唯識仏教をもとに瞑想を解説するアプローチにちょっと感動しています

ティク・ナット・ハンさんの「ブッダの〈呼吸〉の瞑想」(野草社)という本に書いてあった瞑想法がとてもよかったので、瞑想以外の本も読んでみたくなって、「死もなく、恐れもなく」(春秋社)という本を買って読んでいました。

縁起のことや無常のことなど、仏教の知識についてとても分かりやすく書かれています。

パラパラとページをめくっていたら、「走るという習気(じっけ)」という題の文章がありました。

ティク・ナット・ハンさんがインドに行ったときの話で、旅のガイドの方が低い身分だったため、怯えるように行動していたというのです。

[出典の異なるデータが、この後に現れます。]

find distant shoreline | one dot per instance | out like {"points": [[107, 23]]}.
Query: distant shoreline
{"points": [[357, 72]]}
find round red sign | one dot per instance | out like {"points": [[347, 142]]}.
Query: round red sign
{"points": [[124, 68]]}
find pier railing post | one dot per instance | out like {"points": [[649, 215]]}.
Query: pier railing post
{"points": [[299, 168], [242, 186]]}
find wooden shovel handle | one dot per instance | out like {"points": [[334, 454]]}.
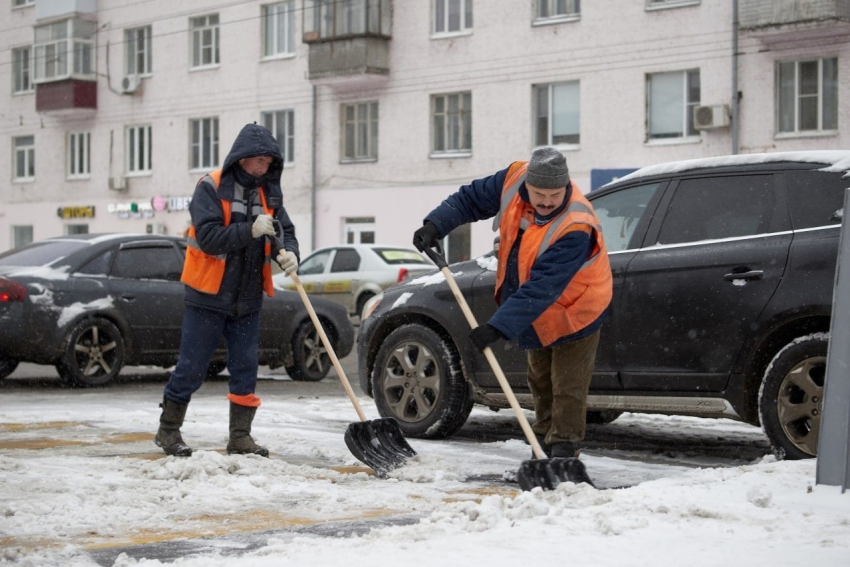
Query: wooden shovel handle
{"points": [[497, 369], [337, 366]]}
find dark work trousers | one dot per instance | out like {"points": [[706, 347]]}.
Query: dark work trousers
{"points": [[559, 378], [202, 330]]}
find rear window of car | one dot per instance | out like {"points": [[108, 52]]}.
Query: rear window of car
{"points": [[40, 253], [400, 256]]}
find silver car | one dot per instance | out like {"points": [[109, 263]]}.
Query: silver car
{"points": [[351, 274]]}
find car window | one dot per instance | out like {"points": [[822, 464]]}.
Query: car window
{"points": [[815, 198], [346, 260], [99, 266], [147, 263], [400, 256], [315, 264], [719, 207], [620, 212]]}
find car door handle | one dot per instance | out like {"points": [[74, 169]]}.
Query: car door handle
{"points": [[751, 275]]}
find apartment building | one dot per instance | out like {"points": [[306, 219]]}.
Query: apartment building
{"points": [[113, 109]]}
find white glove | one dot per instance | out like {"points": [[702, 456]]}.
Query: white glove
{"points": [[262, 226], [288, 261]]}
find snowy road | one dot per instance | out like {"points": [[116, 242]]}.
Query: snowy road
{"points": [[83, 484]]}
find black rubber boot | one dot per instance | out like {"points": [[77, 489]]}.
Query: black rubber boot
{"points": [[241, 442], [168, 437]]}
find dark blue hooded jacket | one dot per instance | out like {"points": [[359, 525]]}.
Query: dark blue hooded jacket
{"points": [[241, 290]]}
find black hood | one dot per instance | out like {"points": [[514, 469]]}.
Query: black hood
{"points": [[253, 141]]}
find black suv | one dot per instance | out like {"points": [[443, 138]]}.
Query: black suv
{"points": [[723, 278]]}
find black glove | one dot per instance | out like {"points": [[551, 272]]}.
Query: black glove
{"points": [[426, 237], [484, 335]]}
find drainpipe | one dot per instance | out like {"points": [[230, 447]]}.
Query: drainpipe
{"points": [[734, 77]]}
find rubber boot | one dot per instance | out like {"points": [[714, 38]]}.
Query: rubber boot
{"points": [[241, 442], [168, 437]]}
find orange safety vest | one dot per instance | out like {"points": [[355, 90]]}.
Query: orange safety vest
{"points": [[589, 292], [204, 272]]}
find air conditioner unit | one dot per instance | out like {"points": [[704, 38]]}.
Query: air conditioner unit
{"points": [[118, 183], [714, 116], [130, 84]]}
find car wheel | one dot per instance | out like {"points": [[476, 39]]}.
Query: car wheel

「このような生活をつづけていくと不安という習気が巨大化していく。」

「習気」は唯識仏教のことばですね。

意識などの活動は潜在意識の阿頼耶識に刻印(熏習(くんじゅう))されるのですが、そのことが竹村牧男著「知の体系」(佼成出版社)には次のように説明されています。

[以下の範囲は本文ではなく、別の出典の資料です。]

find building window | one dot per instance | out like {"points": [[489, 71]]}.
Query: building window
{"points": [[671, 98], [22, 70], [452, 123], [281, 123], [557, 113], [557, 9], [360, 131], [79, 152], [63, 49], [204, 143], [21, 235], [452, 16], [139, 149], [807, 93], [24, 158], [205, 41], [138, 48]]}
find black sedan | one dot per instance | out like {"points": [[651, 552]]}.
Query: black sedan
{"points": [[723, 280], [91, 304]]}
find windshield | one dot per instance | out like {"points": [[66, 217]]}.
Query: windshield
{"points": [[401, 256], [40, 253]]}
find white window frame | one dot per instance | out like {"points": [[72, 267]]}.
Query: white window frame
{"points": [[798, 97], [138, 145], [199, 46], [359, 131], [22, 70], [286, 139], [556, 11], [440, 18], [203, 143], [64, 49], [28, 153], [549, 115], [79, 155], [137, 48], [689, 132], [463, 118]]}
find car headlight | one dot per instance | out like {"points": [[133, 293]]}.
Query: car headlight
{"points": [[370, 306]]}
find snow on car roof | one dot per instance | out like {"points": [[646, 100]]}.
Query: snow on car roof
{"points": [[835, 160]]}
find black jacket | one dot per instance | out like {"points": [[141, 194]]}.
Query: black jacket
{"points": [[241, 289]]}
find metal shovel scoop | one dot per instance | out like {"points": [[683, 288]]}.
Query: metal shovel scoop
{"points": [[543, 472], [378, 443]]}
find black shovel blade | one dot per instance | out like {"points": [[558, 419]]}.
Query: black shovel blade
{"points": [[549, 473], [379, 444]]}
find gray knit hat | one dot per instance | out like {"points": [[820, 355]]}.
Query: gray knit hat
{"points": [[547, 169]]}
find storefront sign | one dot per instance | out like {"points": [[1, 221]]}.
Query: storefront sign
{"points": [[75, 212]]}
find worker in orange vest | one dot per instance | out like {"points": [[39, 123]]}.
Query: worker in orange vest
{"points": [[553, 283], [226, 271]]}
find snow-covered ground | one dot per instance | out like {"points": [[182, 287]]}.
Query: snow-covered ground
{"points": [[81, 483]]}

「その、阿頼耶識に熏習されたものを、熏習された気分ということで、習気と呼びます。その刹那滅の相続の中で、絶えず次の現在の阿頼耶識に伝えられていくわけです。」

そしてその習気が、次の活動に影響を与えることになる。だからこそ、そのような習気を将来に伝えていく必要などないのですね。

ティク・ナット・ハンさんのこの本には、呼吸による瞑想によって、このような習気を変えていく方法も書かれています。

私は仏教色のない瞑想入門や唯識仏教の解説本は持っているのですが、唯識仏教をもとに瞑想を解説している本は初めてです。

唯識仏教へのこのようなアプローチがあることに、ちょっと感動しています。